Here he also spoke about the dynamics within the American media landscape. Broadcasters such as Fox News and social media fueled the disinformation, so that one could not agree on the clearest facts. Especially people who feel left behind are prone to disinformation, certain media still fuel their fears, for example of migrants or homosexuals. These fears are being exploited by the right in particular – with which Obama is clearly alluding to the US Republicans.

He is also concerned about the development of artificial intelligence (AI), which produces fake news and deepfakes that are so convincing that you have to be very careful about what you can still believe. “We have to train our young people here in particular in media skills,” Obama said. Therefore, clear rules and a digital fingerprint are needed for the use of AI, so that one can distinguish what is real and what is not.

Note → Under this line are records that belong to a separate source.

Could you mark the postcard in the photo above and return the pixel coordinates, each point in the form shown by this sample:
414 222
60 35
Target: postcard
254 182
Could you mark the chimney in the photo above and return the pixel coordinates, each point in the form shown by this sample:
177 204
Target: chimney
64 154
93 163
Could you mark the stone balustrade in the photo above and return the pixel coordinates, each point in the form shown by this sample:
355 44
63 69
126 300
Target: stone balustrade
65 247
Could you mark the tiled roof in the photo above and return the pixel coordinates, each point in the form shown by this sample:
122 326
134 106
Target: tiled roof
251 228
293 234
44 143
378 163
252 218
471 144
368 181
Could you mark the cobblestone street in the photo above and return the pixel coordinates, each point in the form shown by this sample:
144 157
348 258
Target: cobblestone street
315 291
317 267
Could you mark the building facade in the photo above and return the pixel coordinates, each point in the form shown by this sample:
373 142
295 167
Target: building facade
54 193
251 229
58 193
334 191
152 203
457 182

Heufer-Umlauf then steered the conversation to the qualities that a leader, say of a large country, needs. “As President, could you be told earlier that you were wrong?” asked Heufer-Umlauf. “Ask Michelle, I’m wrong about 10 times a day,” Obama replied, before going on more seriously that being a responsible leader requires listening to and empowering your employees.

If we had women in positions of power everywhere for a few years, a lot of the world’s problems would be solved.

Barack Obama

In the White House, he made sure to hear as many perspectives as possible when he had to make a decision. “And I always had to make difficult decisions.” A young person sometimes had better prospects than an old one. “When it comes to truth, there are no hierarchies,” Obama said. You can only make good decisions if you have competent people with many different backgrounds around you.

However, he is particularly proud of having brought many women into high positions during his presidency. “If we had women in positions of power everywhere for a few years, a lot of the world’s problems would be solved,” Obama said, earning prolonged applause from the audience.

He is also hopeful when he looks to future generations. Many of them are frustrated, especially with a view to climate change, which is making some of them hopeless. But: “They have values ​​and ideas that will help us.”

The problem is the institutions, the young people have the feeling that they are broken. “And you’re right. We must now give them the baton. And I say to the old people: Make way!” And so the evening ended as it began: with standing ovations.